Parameter-Efficient Fine-Tuning and Topology Preservation: This work combines parameter-efficient fine-tuning (PEFT) methods with topology-preserving supervision, particularly focusing on thin structures. By using LoRA modules and lightweight spatial adapters, it ensures that the connectivity of thin structures is maintained during segmentation.
Performance Evaluation Across Datasets: The performance of TopoLoRA-SAM was evaluated across five binary segmentation datasets including retinal vessels, polyps, and SAR sea/land boundaries. It demonstrated strong performance on CHASE_DB1 with only 5.2% of the model parameters being trained.

📄 Full Paper Content (ArXiv Source)

**TopoLoRA-SAM architecture overview.** We freeze the SAM ViT-B image encoder and inject LoRA modules (red) into the feed-forward network (FFN) layers of each transformer block. A lightweight depthwise-separable convolutional adapter (green) refines the high-resolution embedding tensor before mask decoding. Training uses a topology-aware loss combining BCE, Dice, and clDice.

Introduction

Semantic segmentation underpins numerous critical applications in medical imaging and remote sensing, from automated diabetic retinopathy screening to maritime surveillance and environmental monitoring . While recent foundation models such as the Segment Anything Model (SAM) have achieved remarkable zero-shot generalization through web-scale pretraining, significant challenges remain when adapting these models to specialized domains with distinct visual characteristics. Two challenges are particularly acute in this setting. First, thin and elongated structures such as retinal vasculature or road networks exhibit extreme aspect ratios, where small pixel-level errors can disconnect entire branches; standard region-based losses (e.g., Dice, cross-entropy) are largely insensitive to such topological violations . Second, cross-domain visual shift arises in modalities such as SAR or fundoscopy, whose texture, noise characteristics, and semantics differ substantially from natural images, limiting the transferability of web-pretrained representations .

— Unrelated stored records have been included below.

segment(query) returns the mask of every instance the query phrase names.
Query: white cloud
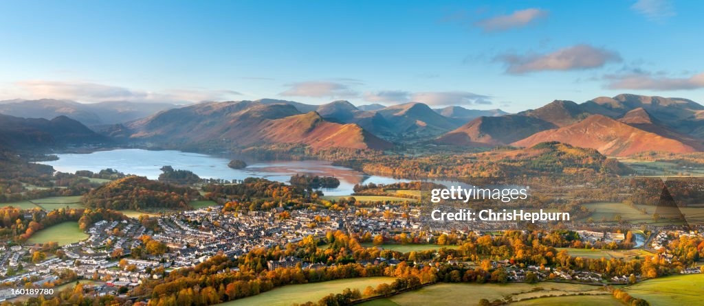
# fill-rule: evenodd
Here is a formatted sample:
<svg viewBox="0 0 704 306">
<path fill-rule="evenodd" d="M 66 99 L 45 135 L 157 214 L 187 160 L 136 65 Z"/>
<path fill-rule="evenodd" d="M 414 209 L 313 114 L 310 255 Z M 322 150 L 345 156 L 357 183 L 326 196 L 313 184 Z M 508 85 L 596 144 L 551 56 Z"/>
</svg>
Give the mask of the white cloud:
<svg viewBox="0 0 704 306">
<path fill-rule="evenodd" d="M 491 104 L 491 97 L 467 91 L 434 91 L 414 93 L 411 100 L 428 105 L 476 105 Z"/>
<path fill-rule="evenodd" d="M 655 22 L 662 22 L 677 15 L 669 0 L 638 0 L 631 6 L 631 9 Z"/>
<path fill-rule="evenodd" d="M 648 72 L 627 74 L 610 74 L 604 76 L 610 89 L 642 89 L 653 91 L 679 91 L 704 88 L 704 72 L 690 77 L 677 78 L 654 76 Z"/>
<path fill-rule="evenodd" d="M 357 96 L 357 93 L 342 83 L 327 81 L 310 81 L 289 84 L 289 90 L 279 93 L 281 95 L 315 97 L 315 98 L 350 98 Z"/>
<path fill-rule="evenodd" d="M 474 25 L 481 27 L 484 32 L 506 31 L 525 27 L 548 17 L 548 14 L 549 13 L 545 10 L 527 8 L 516 11 L 510 15 L 503 15 L 479 20 L 474 22 Z"/>
<path fill-rule="evenodd" d="M 504 54 L 496 58 L 507 65 L 506 72 L 522 74 L 545 70 L 577 70 L 602 67 L 620 62 L 615 51 L 579 44 L 545 54 Z"/>
<path fill-rule="evenodd" d="M 408 102 L 409 93 L 403 91 L 379 91 L 364 93 L 364 100 L 382 103 L 401 103 Z"/>
<path fill-rule="evenodd" d="M 13 93 L 15 95 L 15 98 L 72 100 L 83 102 L 125 100 L 186 103 L 227 100 L 240 95 L 237 91 L 229 90 L 170 89 L 159 92 L 147 91 L 87 81 L 27 80 L 15 82 L 14 85 L 16 86 L 16 90 Z"/>
</svg>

Full fine-tuning of billion-parameter foundation models is computationally prohibitive and risks catastrophic forgetting of generalizable representations . Parameter-efficient fine-tuning (PEFT) methods such as LoRA , adapters , and visual prompt tuning offer compelling alternatives by updating only a small fraction of parameters while preserving pretrained knowledge. Recent work has begun exploring PEFT for SAM adaptation , yet systematic studies investigating topology-aware adaptation for domain-specific binary segmentation remain limited.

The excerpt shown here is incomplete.